Exercise repetition rate measured with simple sensors at home can be used to estimate Upper Extremity Fugl-Meyer score after stroke

Front Rehabil Sci. 2023 Jun 19:4:1181766. doi: 10.3389/fresc.2023.1181766. eCollection 2023.

Abstract

Introduction: It would be valuable if home-based rehabilitation training technologies could automatically assess arm impairment after stroke. Here, we tested whether a simple measure-the repetition rate (or "rep rate") when performing specific exercises as measured with simple sensors-can be used to estimate Upper Extremity Fugl-Meyer (UEFM) score.

Methods: 41 individuals with arm impairment after stroke performed 12 sensor-guided exercises under therapist supervision using a commercial sensor system comprised of two pucks that use force and motion sensing to measure the start and end of each exercise repetition. 14 of these participants then used the system at home for three weeks.

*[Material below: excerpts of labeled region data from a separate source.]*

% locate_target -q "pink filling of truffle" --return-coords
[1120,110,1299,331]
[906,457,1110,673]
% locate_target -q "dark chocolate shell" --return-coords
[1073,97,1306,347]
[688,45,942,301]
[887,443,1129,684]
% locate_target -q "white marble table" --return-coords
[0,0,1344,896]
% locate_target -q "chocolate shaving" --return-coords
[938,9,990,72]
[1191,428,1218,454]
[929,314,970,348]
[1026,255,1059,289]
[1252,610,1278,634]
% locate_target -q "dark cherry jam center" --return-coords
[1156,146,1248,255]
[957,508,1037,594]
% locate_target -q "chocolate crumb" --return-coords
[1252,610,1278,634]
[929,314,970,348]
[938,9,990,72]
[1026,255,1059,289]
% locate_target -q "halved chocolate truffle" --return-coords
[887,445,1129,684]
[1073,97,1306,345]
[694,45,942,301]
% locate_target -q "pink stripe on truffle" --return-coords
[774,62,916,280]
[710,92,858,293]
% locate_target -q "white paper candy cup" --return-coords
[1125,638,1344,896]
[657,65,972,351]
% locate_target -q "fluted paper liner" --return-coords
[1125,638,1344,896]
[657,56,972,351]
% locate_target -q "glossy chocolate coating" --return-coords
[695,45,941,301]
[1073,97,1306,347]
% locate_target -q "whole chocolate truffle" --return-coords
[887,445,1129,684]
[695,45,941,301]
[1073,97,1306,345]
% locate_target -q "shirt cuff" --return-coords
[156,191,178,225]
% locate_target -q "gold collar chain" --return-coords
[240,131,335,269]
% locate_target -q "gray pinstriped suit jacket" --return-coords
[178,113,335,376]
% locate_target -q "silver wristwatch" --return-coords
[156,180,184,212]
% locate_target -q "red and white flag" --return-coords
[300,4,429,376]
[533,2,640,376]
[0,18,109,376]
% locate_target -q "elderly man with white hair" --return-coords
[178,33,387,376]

Results: Using linear regression, UEFM score was well estimated using the rep rate of one forward-reaching exercise from the set of 12 exercises (r2 = 0.75); this exercise required participants to alternately tap pucks spaced about 20 cm apart (one proximal, one distal) on a table in front of them. UEFM score was even better predicted using an exponential model and forward-reaching rep rate (Leave One Out Cross Validation (LOOCV) r2 = 0.83). We also tested the ability of a nonlinear, multivariate model (a regression tree) to predict UEFM, but such a model did not improve prediction (LOOCV r2 = 0.72). However, the optimal decision tree also used the forward-reaching task along with a pinch grip task to subdivide more and less impaired patients in a way consistent with clinical intuition. At home, rep rate for the forward-reaching exercise well predicted UEFM score using an exponential model (LOOCV r2 = 0.69), but only after we re-estimated coefficients using the home data.

Discussion: These results show how a simple measure-exercise rep rate measured with simple sensors-can be used to infer an arm impairment score and suggest that prediction models should be tuned separately for the clinic and home environments.

Keywords: Fugl-Meyer; assessment; home; mRehab; rehabilitation; remote; sensors; stroke.

Grants and funding

Research reported in this publication was supported by the National Institute on Aging of the National Institutes of Health under Award Number R44AG059256 and the ICT Access for Mobile Rehabilitation (mRehab) Rehabilitation Engineering Research Center, National Institute of Independent Living, Disability, and Rehabilitation Research, 90REGE0011. The content is solely the responsibility of the authors and does not necessarily represent the official views of the National Institutes of Health.